In an informed and almost persuasive opinion the Appellate Division of the District Court pointed out that on the effective date of the Act “there was no functioning appellate forum, other than the Appellate Division, to be vested with jurisdiction through the timely filing of a notice of appeal. On May 3, 1989, the Commonwealth Supreme Court had no justices, staff, rules, or facilities; the Court existed only on paper.” For this reason the district court thought it should continue to hear the appeals pending before it. The motives of the district court were praiseworthy. It was acting in the spirit of this court in Gioda v. Saipan Stevedoring Co., 855 F.2d 625, 630 (9th Cir.1988) where retroactive application of the law was avoided to prevent manifest injustice in a pending case.
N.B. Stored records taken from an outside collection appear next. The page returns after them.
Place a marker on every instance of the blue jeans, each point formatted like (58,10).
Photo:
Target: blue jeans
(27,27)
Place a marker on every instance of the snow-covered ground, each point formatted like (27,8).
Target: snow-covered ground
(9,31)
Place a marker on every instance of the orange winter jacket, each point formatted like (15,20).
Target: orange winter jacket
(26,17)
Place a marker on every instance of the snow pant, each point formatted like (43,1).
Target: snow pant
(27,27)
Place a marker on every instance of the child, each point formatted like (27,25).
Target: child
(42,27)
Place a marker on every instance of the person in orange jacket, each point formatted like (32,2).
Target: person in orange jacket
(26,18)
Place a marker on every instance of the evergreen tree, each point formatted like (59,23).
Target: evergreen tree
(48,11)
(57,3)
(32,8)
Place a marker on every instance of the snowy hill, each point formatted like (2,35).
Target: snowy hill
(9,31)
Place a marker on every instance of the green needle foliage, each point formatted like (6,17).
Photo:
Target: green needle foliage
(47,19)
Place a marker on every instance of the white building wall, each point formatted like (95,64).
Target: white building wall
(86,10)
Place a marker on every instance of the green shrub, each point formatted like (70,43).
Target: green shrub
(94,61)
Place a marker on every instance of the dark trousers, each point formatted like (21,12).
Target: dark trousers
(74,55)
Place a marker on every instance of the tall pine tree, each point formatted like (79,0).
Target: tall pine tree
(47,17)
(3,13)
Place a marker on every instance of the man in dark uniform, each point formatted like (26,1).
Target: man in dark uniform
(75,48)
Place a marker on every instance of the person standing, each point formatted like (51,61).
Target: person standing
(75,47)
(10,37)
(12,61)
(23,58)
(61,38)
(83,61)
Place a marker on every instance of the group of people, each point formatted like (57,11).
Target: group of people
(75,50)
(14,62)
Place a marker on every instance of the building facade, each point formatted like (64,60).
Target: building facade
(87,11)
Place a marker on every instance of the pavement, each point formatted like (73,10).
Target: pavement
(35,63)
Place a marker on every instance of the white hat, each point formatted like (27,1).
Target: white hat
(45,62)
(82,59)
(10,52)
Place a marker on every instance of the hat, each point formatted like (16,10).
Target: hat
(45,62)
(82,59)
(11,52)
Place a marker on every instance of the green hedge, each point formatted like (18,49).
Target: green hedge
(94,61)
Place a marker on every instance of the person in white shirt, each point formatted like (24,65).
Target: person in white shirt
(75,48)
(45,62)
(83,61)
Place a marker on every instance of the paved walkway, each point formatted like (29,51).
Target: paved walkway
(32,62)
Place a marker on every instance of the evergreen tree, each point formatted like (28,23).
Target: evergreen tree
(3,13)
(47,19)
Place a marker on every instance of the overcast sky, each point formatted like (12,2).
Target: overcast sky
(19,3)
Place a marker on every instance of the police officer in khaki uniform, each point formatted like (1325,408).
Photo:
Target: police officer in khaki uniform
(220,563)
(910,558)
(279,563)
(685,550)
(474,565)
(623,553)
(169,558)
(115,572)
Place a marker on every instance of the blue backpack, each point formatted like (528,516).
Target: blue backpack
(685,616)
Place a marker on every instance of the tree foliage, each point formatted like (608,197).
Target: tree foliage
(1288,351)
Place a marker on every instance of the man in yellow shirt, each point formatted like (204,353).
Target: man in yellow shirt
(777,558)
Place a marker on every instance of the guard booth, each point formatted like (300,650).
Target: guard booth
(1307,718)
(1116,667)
But Gioda cannot be followed here.
Here the general rule prevails that the appellate court must apply the law in force at the time it decides the case. United States v. The Schooner Peggy, 5 U.S. (1 Cranch) 103, 110, 2 L.Ed. 49 (1801). There is no manifest injustice to the parties in so doing: the case is criminal with one litigant being the government; there is no one with vested rights; there are no new duties imposed. See Bradley v. School Bd., 416 U.S. 696, 717, 94 S.Ct. 2006, 2019, 40 L.Ed.2d 476 (1974). The district court did emphasize the sense of futility appellants before it might have in having prepared their appeals and then being sidetracked to a different court. This factor alone is insufficient to invoke the exception to Schooner Peggy. There is no danger that the appeal will be indefinitely delayed. The Commonwealth Supreme Court issued its first opinion some five months before the appellate division of the district court issued its opinion in this case, so it is clear that the ease was transferred to a functioning court and defendants’ appeal will be heard.
The Commonwealth had withdrawn appellate jurisdiction over its trial court from the district court. The district court had no jurisdiction and we have none.
VACATED and DISMISSED for want of federal jurisdiction.

Question: What is the total number of appellants in the case that fall into the category "the federal government, its agencies, and officialss"? Answer with a number.